Washington Post reporter Wesley Lowery and The Huffington Post's Ryan Reilly were detained in a McDonald’s while they were in Ferguson covering demonstrations sparked by the fatal shooting of an unarmed black teenager by a white police officer.
Lowery, 25, received a court summons dated on August 6 ordering him to appear in St. Louis County municipal court on August 24. The summons notes that he could be arrested if he does not appear in court.
“Charging a reporter with trespassing and interfering with a police officer when he was just doing his job is outrageous,” Martin Baron, executive editor of The Post, said in a statement Monday. “You’d have thought law enforcement authorities would have come to their senses about this incident. Wes Lowery should never have been arrested in the first place. That was an abuse of police authority.

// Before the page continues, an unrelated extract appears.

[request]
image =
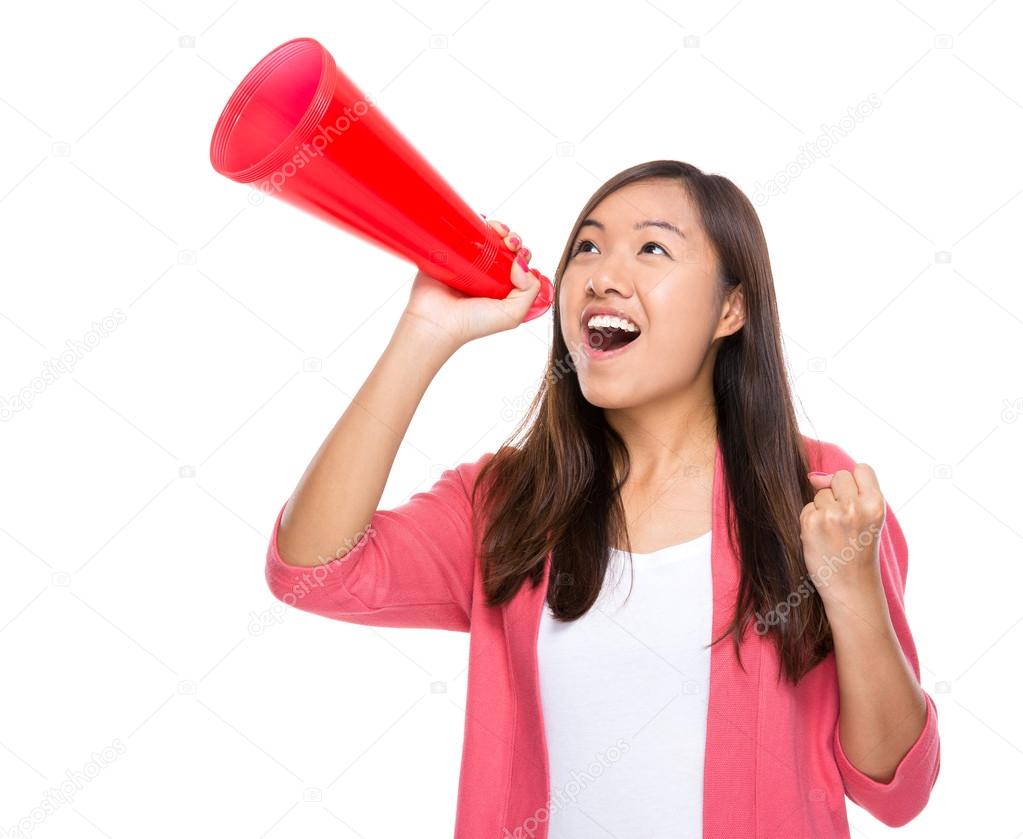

“This latest action represents contemptible overreaching by prosecutors who seem to have no regard for the role of journalists seeking to cover a major story and following normal practice,” Baron continued.
Lowery has returned to Ferguson to cover protests marking the first anniversary of the fatal shooting of 18-year-old Michael Brown by Darren Wilson, a white police officer, the Washington Post said.
Lowery is being charged with trespassing on private property despite being asked to leave, according to the court summons.
He is also charged with interfering with a police officer’s performance of his duties because, the summons alleges, he failed to comply with “repeated commands to immediately exit” the restaurant.
“I maintained from the first day that our detention was illegal and unnecessary,” Lowery said in a telephone interview Monday. “So I was surprised that a year later this is something officials in St. Louis County decided was worth revisiting.”
Both Lowery and Reilly were quickly released and not charged with any crime at the time. Reilly has not yet received notification, but a spokesman for the St. Louis County executive confirmed he will face the same charges.
“A crime was committed at the McDonald’s, not by journalists, but by local police who assaulted both Ryan and Wesley Lowery of The Washington Post during violent arrests,” Ryan Grim, the Huffington Post’s bureau chief in Washington, and Sam Stein, the site’s senior politics editor, said in a statement Monday.
On Tuesday, riot police clashed with protesters in the streets of Ferguson over the first anniversary of the death of Brown. Police arrested at least 56 people.
Authorities declared a state of emergency on Monday for the St. Louis suburb and surrounding areas after police officers shot and critically wounded a man in an exchange of gunfire Sunday night.
Brown was shot multiple times and killed last year in Ferguson by white police officer Darren Wilson, sparking months of violent protests across the United States.